Let's bring tropical deforestation back to the table - because tropical rainforests matter!

07 Jul 2015

Tropical rainforests matter. They matter not only in and of themselves. They matter if we care about biodiversity, about climate change and about the future of the planet. These were the key messages from the Expert Forum, held at the Swiss Re Centre for Global Dialogue, on a topic which has struggled to make headlines in recent years.

Despite the massive implications of tropical deforestation, the topic has sunk in recent years on the global radar. When it has entered dialogue, it has been in terms of a carbon sink. This is undoubtedly of great importance, but neglects to capture the overall nature of the dimensions of deforestation, according to biologist and former head of the World Wide Fund for Nature (WWF), Claude Martin.

Definitions and comparability

One of the great challenges with assessing forest area has been the definition of the rainforest to provide a basis of comparability. A rainforest can be described as a tropical woodland which experiences no more than two months of drought conditions consecutively. Original rainforest, prior to substantial elimination by mankind, accounted for a geographic area roughly the size of Russia. Around half of this original forest remains in its primary intact state. Another quarter represents degraded or fragmented forest.

Nonetheless, destruction has been significant. Madagascar, the Brazilian Atlantic forests, Malaysia and Indonesia have faced serious deforestation over previous decades. Current hotspots of deforestation include a number of islands of Indonesia and the southern flank of the Amazon in Brazil. During the 1990s the annual global deforestation stood at around 0.5% of remaining stocks per annum. That rate fell slightly into the 2000s. Asia was notably above the global rate, almost entirely accounted for by logging and commercial in plantations in Indonesia and Malaysia.

Forest clearing and agriculture

Around 50% of the land cleared by deforestation is used by commercial agriculture; a further 30% is cleared for subsistence agriculture. The largest culprit has been the conversion of land in the Amazon basin for cattle ranching and soyabean plantation (most of which is used in animal feed). Land is frequently cleared by fire, timber not used, contributing to a very high CO2 footprint per production unit. A clear correlation between deforestation and meat production has been visible. It was broken in the Brazilian Amazon in 2004; although that is partly a result of displacement of forest conversion to outside of the Amazon. While meat demand and consumption continues to increase, most notably in China, there will be pressure on tropical forests.
In Indonesia and Malaysia much of the forest being cleared has been turned over to palm oil production. The large palm oil producers are eying land elsewhere. The impact of the relatively high rates of deforestation in Indonesia are particularly striking, as there is much less original forest left than in Brazil. The Indonesian government has stated it will act to contain palm oil plantations at the expense of intact forest, but the results have yet to be telling. In Africa, by contrast, the deforestation pattern has been more focused on subsistence agriculture, developed along transportation corridors.

Biodiversity and climate change

Logging is not a major cause of deforestation, but it is the main source of rain forest degradation. Only few timber species have commercial value, forests are therefore selectively logged. But selective logging does not necessarily amount to sustainable logging. Only around 7% of logged areas are certified to be truly sustainable. Degradation and greater fragmentation of rainforests breaks certain ecological links, and results in losses of biodiversity.
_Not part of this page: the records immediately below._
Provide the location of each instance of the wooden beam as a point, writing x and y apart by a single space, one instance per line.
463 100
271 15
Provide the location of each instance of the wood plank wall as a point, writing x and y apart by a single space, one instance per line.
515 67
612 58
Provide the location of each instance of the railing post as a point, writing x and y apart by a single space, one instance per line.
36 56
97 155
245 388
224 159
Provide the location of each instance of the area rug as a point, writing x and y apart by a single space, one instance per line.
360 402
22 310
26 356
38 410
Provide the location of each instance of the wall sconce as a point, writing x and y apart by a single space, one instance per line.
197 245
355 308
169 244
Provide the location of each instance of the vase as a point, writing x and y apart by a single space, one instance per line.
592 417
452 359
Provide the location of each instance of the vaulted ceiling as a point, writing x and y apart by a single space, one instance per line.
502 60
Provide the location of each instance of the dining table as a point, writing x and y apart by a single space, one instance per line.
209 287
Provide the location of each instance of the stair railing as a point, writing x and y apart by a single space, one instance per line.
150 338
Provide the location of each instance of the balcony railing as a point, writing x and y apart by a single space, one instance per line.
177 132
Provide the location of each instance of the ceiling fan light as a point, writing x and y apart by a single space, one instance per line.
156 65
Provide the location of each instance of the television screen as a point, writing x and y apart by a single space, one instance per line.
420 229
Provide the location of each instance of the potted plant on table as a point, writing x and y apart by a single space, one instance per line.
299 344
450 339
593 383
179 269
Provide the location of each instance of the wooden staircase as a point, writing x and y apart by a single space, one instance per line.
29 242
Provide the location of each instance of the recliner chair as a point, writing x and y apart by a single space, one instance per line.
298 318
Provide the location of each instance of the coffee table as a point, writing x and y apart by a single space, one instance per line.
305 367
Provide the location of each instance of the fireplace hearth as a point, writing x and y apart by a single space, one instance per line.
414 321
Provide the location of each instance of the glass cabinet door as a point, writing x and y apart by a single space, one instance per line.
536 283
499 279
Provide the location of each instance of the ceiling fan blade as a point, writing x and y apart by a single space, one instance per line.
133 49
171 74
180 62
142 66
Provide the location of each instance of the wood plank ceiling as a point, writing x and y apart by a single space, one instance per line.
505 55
Deforestation is a huge carbon emission source. But it affects climate change in other ways. Rainforests act in effect as a giant sponge, and they are major sources of evapotranspiration. The more the sponge capacity is removed, the longer droughts will become and rainforests may actually become a source of carbon emissions in particularly dry years.
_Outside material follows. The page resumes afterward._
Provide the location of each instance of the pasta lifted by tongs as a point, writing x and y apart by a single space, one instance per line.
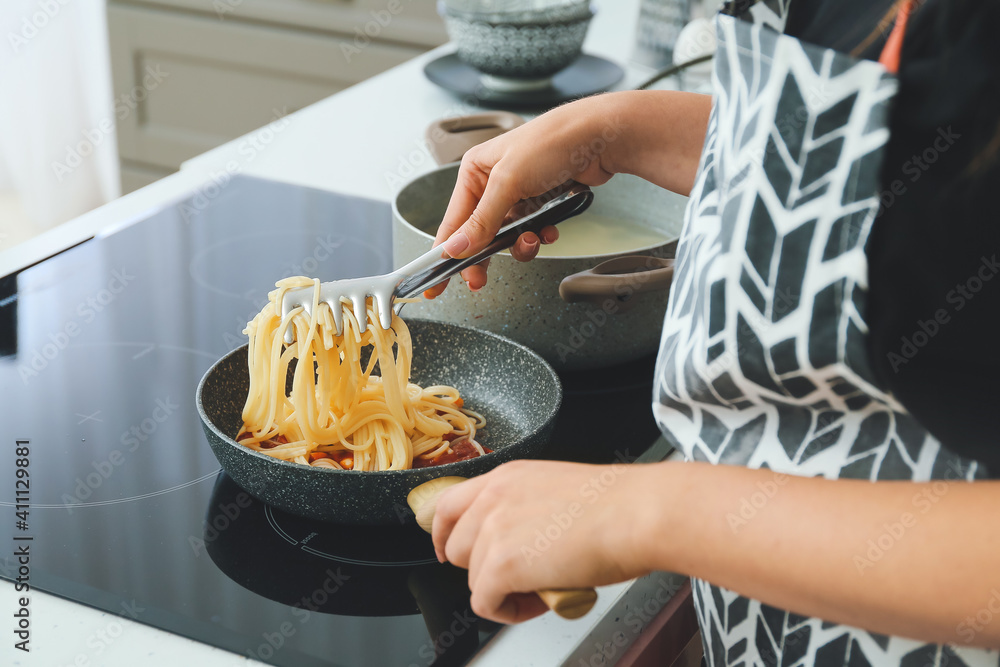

There are a number of positive developments to protect the rainforest. Over half the Amazon basin is now under official protection; and many countries have enforced land ownership rights of indigenous peoples, which is often an effective deterrent to mass forest clearing. However, the need for a common goal to maintain tropical rainforest coverage is pressing and current.

Re/insurance: Why rainforests matter

Andreas Schraft told the audience why Swiss Re has an indirect, but strong interest in rainforests. Rainforests are an important component of a stable eco-system; and without a stable ecosystem, it becomes harder for re/insurers to build accurate climate models, essential in pricing property and casualty risk. Moreover, continued deforestation threatens to be a significant cause of climate change.

With increased climate change will come an increase in weather-related disasters and a rise in sea levels. Both of these threaten growing towns and cities, located primarily on rivers and coasts. This is particularly the case in high growth Asia, where huge concentrations of wealth are vulnerable to flooding from their hinterlands as well as from the sea.

Protecting tropical rainforests is therefore a means of protecting people. An alliance of private and public sector interests will be key to accomplish this. It is not an easy coalition to build, but Claude Martin's book is a valuable tool in helping to bring this about.

Summary by: Simon Woodward, Senior Business Development Manager, Swiss Re Centre for Global Dialogue. This article is based on the "Expert Forum on the state and fate of the world's tropical rainforests" event which took place at the Swiss Re Centre for Global Dialogue on 2 July 2015.